I have written earlier about the vulnerability of captchas and how easy it is to break if we have the generating software to generate datasets for training deep neural networks.
No we will have a look at breaking reddit captcha assuming we don’t have access to generating software. This is an extension of a post detailing here. They say they have a success of about 10%. We will improve that drastically.

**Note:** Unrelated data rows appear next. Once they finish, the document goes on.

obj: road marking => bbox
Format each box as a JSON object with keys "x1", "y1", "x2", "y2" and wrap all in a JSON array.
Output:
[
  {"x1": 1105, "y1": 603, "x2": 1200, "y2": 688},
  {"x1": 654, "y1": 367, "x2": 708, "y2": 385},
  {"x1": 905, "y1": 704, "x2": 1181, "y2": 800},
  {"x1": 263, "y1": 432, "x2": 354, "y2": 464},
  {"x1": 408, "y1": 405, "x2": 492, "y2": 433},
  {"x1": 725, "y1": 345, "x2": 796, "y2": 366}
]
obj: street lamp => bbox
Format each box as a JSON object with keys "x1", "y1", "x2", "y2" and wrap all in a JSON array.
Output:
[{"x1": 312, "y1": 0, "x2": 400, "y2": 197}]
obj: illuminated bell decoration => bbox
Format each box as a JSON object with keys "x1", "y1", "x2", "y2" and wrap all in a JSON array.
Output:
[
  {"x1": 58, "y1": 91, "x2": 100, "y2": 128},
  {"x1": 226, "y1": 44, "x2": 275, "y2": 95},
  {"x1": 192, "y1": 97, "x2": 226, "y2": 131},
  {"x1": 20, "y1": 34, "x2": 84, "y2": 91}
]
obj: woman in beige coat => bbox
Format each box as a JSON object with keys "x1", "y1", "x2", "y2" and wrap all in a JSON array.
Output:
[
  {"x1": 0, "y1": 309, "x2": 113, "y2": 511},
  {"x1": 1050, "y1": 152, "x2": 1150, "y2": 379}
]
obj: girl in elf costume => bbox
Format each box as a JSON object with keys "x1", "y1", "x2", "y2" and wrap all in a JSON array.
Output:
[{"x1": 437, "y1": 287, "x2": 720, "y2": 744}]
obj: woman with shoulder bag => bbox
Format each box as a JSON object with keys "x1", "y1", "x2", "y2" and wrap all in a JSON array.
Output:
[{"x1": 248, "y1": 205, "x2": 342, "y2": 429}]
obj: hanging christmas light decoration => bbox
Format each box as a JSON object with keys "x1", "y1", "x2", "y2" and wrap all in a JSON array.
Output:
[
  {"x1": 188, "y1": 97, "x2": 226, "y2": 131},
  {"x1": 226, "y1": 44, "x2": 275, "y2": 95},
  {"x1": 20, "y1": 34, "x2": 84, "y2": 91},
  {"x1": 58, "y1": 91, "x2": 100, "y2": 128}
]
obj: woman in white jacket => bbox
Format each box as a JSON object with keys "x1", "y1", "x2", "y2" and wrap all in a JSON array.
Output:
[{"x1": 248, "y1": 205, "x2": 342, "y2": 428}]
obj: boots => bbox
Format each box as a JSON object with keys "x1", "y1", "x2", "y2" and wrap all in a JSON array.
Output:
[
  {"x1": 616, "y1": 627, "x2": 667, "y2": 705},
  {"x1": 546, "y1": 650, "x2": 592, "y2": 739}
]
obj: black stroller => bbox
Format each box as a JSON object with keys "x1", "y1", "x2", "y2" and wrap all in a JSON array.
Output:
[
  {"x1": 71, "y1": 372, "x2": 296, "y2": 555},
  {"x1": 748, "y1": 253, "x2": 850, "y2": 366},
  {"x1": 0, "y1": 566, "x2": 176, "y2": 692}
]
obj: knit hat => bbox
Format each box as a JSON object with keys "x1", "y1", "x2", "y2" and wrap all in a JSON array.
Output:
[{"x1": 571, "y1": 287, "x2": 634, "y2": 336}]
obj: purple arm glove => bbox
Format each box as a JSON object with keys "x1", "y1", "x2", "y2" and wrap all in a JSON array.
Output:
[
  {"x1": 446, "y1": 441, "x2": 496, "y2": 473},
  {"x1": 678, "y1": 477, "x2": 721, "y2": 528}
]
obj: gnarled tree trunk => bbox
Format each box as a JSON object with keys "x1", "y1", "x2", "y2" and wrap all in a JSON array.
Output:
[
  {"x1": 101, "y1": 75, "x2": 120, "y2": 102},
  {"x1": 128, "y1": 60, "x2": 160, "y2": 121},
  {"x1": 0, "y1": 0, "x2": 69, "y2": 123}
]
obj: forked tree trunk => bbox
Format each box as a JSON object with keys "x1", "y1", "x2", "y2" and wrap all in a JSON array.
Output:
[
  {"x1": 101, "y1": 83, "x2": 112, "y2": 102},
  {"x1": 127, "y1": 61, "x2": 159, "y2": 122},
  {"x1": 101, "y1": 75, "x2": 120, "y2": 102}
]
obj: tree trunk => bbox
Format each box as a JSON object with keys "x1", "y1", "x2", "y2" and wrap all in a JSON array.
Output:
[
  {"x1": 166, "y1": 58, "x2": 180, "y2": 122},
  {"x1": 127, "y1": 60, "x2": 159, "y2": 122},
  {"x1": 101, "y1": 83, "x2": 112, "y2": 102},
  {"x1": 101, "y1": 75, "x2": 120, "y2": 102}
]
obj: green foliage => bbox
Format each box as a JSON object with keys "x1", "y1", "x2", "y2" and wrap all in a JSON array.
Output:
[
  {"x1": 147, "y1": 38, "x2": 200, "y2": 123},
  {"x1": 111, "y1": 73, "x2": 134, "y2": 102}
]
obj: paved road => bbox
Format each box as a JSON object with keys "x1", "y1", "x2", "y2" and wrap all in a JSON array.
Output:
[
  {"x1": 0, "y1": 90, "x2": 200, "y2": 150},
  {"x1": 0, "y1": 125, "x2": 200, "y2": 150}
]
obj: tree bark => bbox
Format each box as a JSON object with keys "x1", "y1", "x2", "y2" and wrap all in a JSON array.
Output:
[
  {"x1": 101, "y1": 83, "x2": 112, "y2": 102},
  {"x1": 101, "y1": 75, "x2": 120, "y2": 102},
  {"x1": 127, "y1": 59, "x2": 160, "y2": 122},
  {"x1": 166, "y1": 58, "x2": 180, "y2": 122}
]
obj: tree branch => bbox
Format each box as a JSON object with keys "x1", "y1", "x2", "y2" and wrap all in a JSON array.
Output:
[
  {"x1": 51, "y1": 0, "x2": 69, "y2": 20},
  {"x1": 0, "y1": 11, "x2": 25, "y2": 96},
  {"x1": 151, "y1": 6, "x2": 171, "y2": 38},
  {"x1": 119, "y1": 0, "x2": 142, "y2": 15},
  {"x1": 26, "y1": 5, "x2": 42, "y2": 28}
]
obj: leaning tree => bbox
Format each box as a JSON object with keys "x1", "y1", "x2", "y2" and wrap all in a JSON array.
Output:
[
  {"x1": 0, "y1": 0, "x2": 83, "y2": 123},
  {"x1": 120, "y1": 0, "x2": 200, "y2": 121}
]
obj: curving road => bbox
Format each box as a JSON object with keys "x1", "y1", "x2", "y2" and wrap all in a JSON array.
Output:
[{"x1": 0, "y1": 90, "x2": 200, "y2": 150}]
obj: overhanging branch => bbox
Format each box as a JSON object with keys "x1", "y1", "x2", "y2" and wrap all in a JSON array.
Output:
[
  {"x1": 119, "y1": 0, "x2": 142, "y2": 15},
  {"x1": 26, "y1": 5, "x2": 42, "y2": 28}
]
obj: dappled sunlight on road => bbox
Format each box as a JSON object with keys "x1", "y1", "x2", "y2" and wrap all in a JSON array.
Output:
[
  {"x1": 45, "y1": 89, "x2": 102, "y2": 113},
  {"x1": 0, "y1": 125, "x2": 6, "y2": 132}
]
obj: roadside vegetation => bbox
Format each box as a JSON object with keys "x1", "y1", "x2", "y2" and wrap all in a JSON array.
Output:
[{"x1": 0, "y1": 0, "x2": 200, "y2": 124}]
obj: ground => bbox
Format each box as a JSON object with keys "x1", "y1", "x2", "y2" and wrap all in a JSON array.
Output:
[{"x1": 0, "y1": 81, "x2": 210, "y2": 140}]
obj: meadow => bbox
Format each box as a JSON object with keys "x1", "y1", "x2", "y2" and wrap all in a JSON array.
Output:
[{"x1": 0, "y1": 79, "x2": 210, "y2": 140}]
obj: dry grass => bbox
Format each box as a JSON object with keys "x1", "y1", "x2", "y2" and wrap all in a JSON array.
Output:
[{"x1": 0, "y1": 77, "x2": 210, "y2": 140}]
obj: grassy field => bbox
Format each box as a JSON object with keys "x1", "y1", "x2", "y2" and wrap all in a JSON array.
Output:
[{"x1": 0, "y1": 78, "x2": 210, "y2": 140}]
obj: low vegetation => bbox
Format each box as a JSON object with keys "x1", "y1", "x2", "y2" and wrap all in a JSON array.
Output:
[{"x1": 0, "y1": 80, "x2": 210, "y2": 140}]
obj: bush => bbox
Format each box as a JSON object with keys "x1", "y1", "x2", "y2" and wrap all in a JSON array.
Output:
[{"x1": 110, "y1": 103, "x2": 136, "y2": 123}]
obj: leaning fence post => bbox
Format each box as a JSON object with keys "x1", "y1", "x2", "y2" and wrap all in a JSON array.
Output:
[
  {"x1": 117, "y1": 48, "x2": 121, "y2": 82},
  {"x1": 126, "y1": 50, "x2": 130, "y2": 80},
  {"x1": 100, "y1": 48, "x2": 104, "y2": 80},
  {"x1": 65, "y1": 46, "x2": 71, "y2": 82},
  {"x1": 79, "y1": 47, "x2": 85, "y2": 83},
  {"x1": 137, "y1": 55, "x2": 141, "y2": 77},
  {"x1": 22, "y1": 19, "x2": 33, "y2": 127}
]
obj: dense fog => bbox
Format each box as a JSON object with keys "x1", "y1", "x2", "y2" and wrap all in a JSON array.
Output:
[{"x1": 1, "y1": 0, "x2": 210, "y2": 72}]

To create the training set, we only label 500 captchas. But due to an implementation issue of reddit captcha, we can get a large training set automatically. Follow this link to see the captcha of reddit. If you reload the captcha with the same url (make sure you are logged in reddit), you get a variation of the same captcha under a different transformation. We use this vulnerability to both create a larger training set and enhance our prediction confidence. For example, when using fixed url we get multiple samples of JOEPBO
We can remove the background noise as they are at lower intensity, leaving us with the letters, we can further remove the dots by using connected components and segment into six seperate characters.
Character segmentation and training
After we segment a captcha and label it, we can use multiple samples of the same captcha to augment the data set. So if we label 500 captchas, and have 100 samples of each captcha, we have 50000 pairs of images and labels. As our segmentation is pretty noisy, we can remove some samples where segmentation is not ideal(more than or less than 6 segments of characters or size of each segment). Approximately 50% of samples are discarded this way. Training on these segments this way leads to individual character accuracy of around 90% (of valid segments), which leads to around 60%(0.85^6) accuracy of the whole captcha (assuming segmentation is done properly). If segmentation is not accurate, we can get the correct captcha after seeing several captchas of the same text (remember we can get multiple samples of the same captcha with the url), depending on the confidence required. We get around 90% accuracy on test cases at 30 samples of each captcha. We also get around 75% at 10 samples and 96% at 100 samples. The code can be checked at github here.
So we see that reddit captcha has some basic vulnerabilities (removable noise and multiple samples) which makes it easily crackable. Once more we see captchas are ineffective and only leads to user inconvenience. Accuracy can be improved with sequence to sequence learning with first sequence as segments and text as the other.